The number of Americans suffering from kidney stones between 2007 and 2010 nearly doubled from 1994, according to a new study by researchers at UCLA and the RAND Corp.
"While we expected the prevalence of kidney stones to increase, the size of the increase was surprising," said Dr. Charles D. Scales Jr., a Robert Wood Johnson Foundation/U.S. Department of Veterans Affairs Clinical Scholar in the departments of urology and medicine at the David Geffen School of Medicine at UCLA. "Our findings also suggested that the increase is due, in large part, to the increase in obesity and diabetes among Americans."
The study, "The Prevalence of Kidney Stones in the United States" is being presented today at the 2012 meeting of the American Urological Association in Atlanta, Ga., and will appear in the July print edition of the peer-reviewed journal European Urology.
This is one of the first studies to examine new data from the National Health and Nutrition Examination Survey (NHANES) that was collected from 2007 to 2010. NHANES is a program of studies within the Centers for Disease Control and Prevention to assess the health and nutritional status of adults and children in the U.S.
Scales and his colleagues reviewed responses from 12,110 individuals and found that between 2007 and 2010, 8.8 percent of the U.S. population had a kidney stone — one out of every 11 people.

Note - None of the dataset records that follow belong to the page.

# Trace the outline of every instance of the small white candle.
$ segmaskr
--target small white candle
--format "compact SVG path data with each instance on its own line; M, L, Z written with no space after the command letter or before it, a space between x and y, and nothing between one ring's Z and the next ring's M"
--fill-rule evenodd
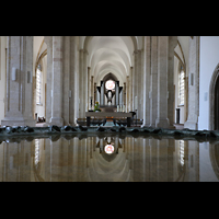
M138 99L137 99L137 96L135 96L135 102L134 102L135 110L137 110L137 102L138 102Z

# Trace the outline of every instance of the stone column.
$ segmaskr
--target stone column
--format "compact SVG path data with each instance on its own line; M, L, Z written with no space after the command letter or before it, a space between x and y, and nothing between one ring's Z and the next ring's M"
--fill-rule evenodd
M94 102L93 102L93 104L95 105L95 102L96 102L96 99L97 99L97 89L96 89L96 82L94 82L94 92L93 92L93 100L94 100Z
M132 67L130 67L130 73L129 73L129 111L132 111Z
M35 126L32 113L33 36L9 36L5 117L1 126Z
M92 106L94 106L94 83L93 83L93 76L91 76L91 96L92 96Z
M124 88L123 88L123 104L124 105L127 105L126 103L126 95L127 95L127 92L126 92L127 90L126 90L126 82L124 82Z
M169 128L168 118L168 61L169 36L158 38L158 117L155 127Z
M143 77L142 77L142 68L141 68L141 55L142 55L142 50L139 49L138 50L138 54L137 54L137 81L136 81L136 87L137 87L137 96L138 96L138 111L137 111L137 117L138 118L143 118L142 116L142 107L143 107L143 104L142 104L142 101L143 101L143 92L142 92L142 80L143 80Z
M198 129L199 116L199 36L189 37L188 118L185 128Z
M129 76L126 77L126 112L130 111L130 106L129 106Z
M150 126L155 126L158 115L158 36L151 36Z
M120 89L122 88L122 89ZM119 105L123 105L123 87L120 87L119 88L119 90L120 90L120 92L119 92Z
M91 67L88 67L88 108L89 111L91 105Z
M64 125L69 125L69 116L71 114L69 105L70 105L70 99L71 99L71 89L70 89L70 62L71 62L71 41L70 36L64 36L64 70L65 72L62 74L62 118L64 118Z
M78 61L78 51L77 51L77 36L70 36L70 81L69 81L69 123L70 125L76 125L76 117L78 112L78 74L77 71L77 61Z
M119 104L119 82L116 81L116 87L115 87L115 97L116 97L116 106Z
M143 49L143 126L150 126L151 36L145 36Z
M50 125L62 126L62 50L64 36L53 37L53 97Z
M47 88L46 88L46 124L45 124L45 126L47 126L51 117L53 36L45 36L44 41L47 45L47 80L46 80Z
M138 50L134 51L134 71L132 71L132 111L135 111L134 100L138 95ZM138 104L138 103L137 103Z
M168 118L170 123L170 128L174 128L174 48L177 45L177 36L169 36L169 62L168 62Z
M82 118L85 117L85 112L88 112L89 102L88 102L88 50L83 50L83 111L82 111Z
M104 81L101 81L101 104L100 105L105 105L104 90L105 90L105 83Z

In 1994, the rate was one in 20. (No data about the national prevalence of kidney stones in the U.S. were collected between 1994 and 2007.)
Because NHANES also asks about other health conditions and includes measurements of height and weight, the researchers were able to identify associations between kidney stones and other health conditions. The results suggest that obesity, diabetes and gout all increase the risk of kidney stones.
While the national obesity rate was 23 percent in 1994, more than a third of all American adults are obese today, according to the Centers for Disease Control and Prevention.
The authors assert that these findings have important implications for the public, as well as health care providers.
"People should consider the increased risk of kidney stones as another reason to maintain a healthy lifestyle and body weight," said the study's senior author, Dr. Christopher S. Saigal, principal investigator within RAND Health for the Urologic Diseases in America project and associate professor of urology at the David Geffen School of Medicine at UCLA. "But physicians need to rethink how to treat and, more importantly, prevent kidney stones."
Currently, the primary approach to treating patients is to focus on those who already are suffering from kidney stones. Yet helping patients maintain a healthy diet and body weight can reduce the number of patients with kidney stones.
"Imagine that we only treated people with heart disease when they had chest pain or heart attacks and did not help manage risk factors like smoking, high cholesterol or high blood pressure," Scales said. "This is how we currently treat people with kidney stones. We know the risk factors for kidney stones, but treatment is directed towards patients with stones that cause pain, infection or blockage of a kidney rather than helping patients to prevent kidney stones in the first place."
In an accompanying editorial that will also appear in the journal, Dr. Brian Matlaga, associate professor of urology at Johns Hopkins University School of Medicine, writes that the cost of care for this disease is enormous, and there is no indication that the coming years will see any improvement in this trend. He also warns that, since approximately 10 percent of the population has kidney stones, a greater emphasis on prevention is imperative.
The study was funded by the National Institute of Diabetes and Digestive and Kidney Diseases (N01-DK70003), as part of the Urologic Diseases in America project based at UCLA and RAND.
The Robert Wood Johnson Foundation Clinical Scholars program has fostered the development of physicians who are leading the transformation of health care in the United States through positions in academic medicine, public health and other leadership roles. Through the program, future leaders learn to conduct innovative research and work with communities, organizations, practitioners and policymakers on issues important to the health and well-being of all Americans. This program is supported, in part, through collaboration with the U.S. Department of Veterans Affairs.